Вероника щебетала о чем-то своем. Я же спокойно вращал в башке мысли. Здорово, что прошла зима, весна вот. А сейчас, хоть и жара самаркандская, но календарно все-таки конец весны. И как знатный фенолог, берусь утверждать, что зима – это дикая глухая пьянка. А вот весна – это светлая опохмелка, когда после утреннего принятия пива неожиданно голубеет небо и растрепанные от солнечного счастья воробьи вдохновенно чирикают бетховенскую «Оду к радости»!

Я вспомнил, как однажды весной, да, конечно, это было именно весной, я встретился, не доходя до иняза, со своим другом Игорем. Оба грязные, встревоженно-взъерошенные, как две болотные выхухоли, чудом избежавшие разделки на воротники. От похмелья глаза у обоих перманентно выражали недоумение. Вокруг были проплешины бурого снега, удобряемого вонючими струями прорванной канализации. На небе грязно-блевотные тучи грозили мировым катаклизмом. Мы сели на лавочку и нахохлились. В институт идти не было ни малейшей возможности. Игорь крякнул и пополз в магазин. Минут через семь мы были обладателями шипучего вина «Салют». Мы осторожно, морщась от пузырьков, глотнули. Потом еще и еще. И тогда впервые я заметил, как вокруг нас, прямо на глазах, меняется мир. По улице заспешили по своим делам люди-братья. Тучи тотчас же распахнулись, и засияло радостное солнышко. Канализационные стоки заискрились и превратились в певучие весенние ручейки. Наши пожеванные лица распрямились, как у плакатных строителей коммунизма. Метаморфозы! Видимо, та мимолетная радость сиюминутных, волшебных превращений и привела меня потом к периодическим запоям. Но тот миг изменения в природе и собственном организме я запомнил навсегда.

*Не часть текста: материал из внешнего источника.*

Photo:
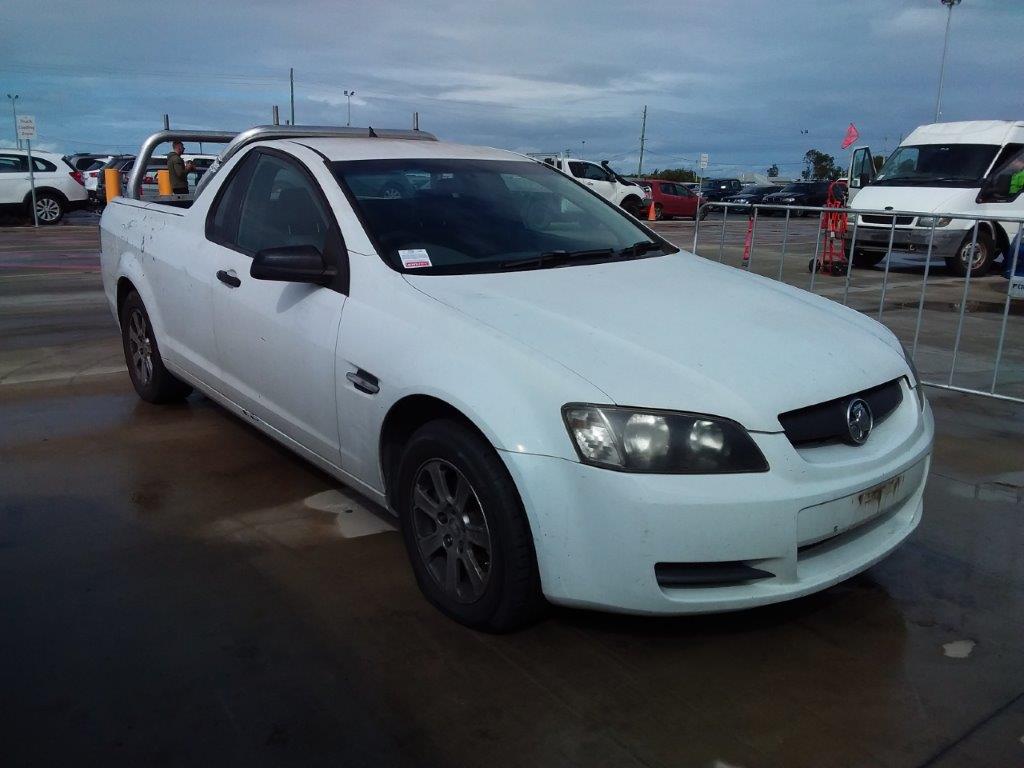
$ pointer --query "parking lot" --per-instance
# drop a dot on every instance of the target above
(209, 597)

Я глотнул водки еще. Гипсовый Ленин не подавал признаков жизни, лишь безучастно смотрел пустыми глазенками. Расслабленный организм обнаружил в башке дебильные строчки то ли из Николая Доризо, то ли из Евтушенко:

Ильич… Мне кажется, что где-то,

В том мире колыбельных снов,

Произносил я имя это

Еще до всех на свете слов.

Слова потом,

А он – вначале…

Нет, дальше не помню. Господи, какой бред! Девушка, услышав мое бормотание, встрепенулась:

– Что-что, Коль, я не расслышала?

– Ничего, и не вздумай запомнить. Хватит того, что у меня этой ересью все мозги проканифолены. Слушай, Вероник, вот я тебя не спрашиваю, как ты дошла до жизни такой. Это глупо. Я могу навскидку сообразить с десяток причин. Родителей ты, скорее всего, толком не видела. Изредка проскальзывает лишь мать. Из самых близких у тебя, наверное, только бабушка.

У Вероники округлились до карманного фонарика глаза.

– Откуда ты знаешь?

– Да ладно, трахнул тебя, скорее всего, отчим, однажды заехавший с матерью в гости. И ты обиделась на весь мир и начала трахаться напропалую. Или продвинутый деревенский одноклассник, а ты была в него влюблена, как белка в колесо. А он, естественно, оказался такой сволочью. Потом по проторенной дорожке потянулись другие товарищи. А однажды одна продвинутая подруга по секрету сообщила важную информацию. Что тут, дура, ты просто так всем даешь, а в Москве за это деньги платят. Ну, или что-то в этом роде. Можешь просто кивнуть, если хоть на треть я прав!

Вероника погрустнела и мотнула башкой.

– Кстати, на фига тебе столько денег сразу, или ты еще к тому же профессиональная воровка?

– Нет, нет, ты не подумай чего такого. Я честная, – для убедительности Вероника чуть приоткрыла рот и усердно хлопала глазами, – просто, ну, обстоятельства такие. За квартиру, где мы с девчонками живем, попросили за два месяца вперед. И бабушка позвонила, угол у дома по весне поплыл, и крыша в дождик подтекает маленько. Но я отдам!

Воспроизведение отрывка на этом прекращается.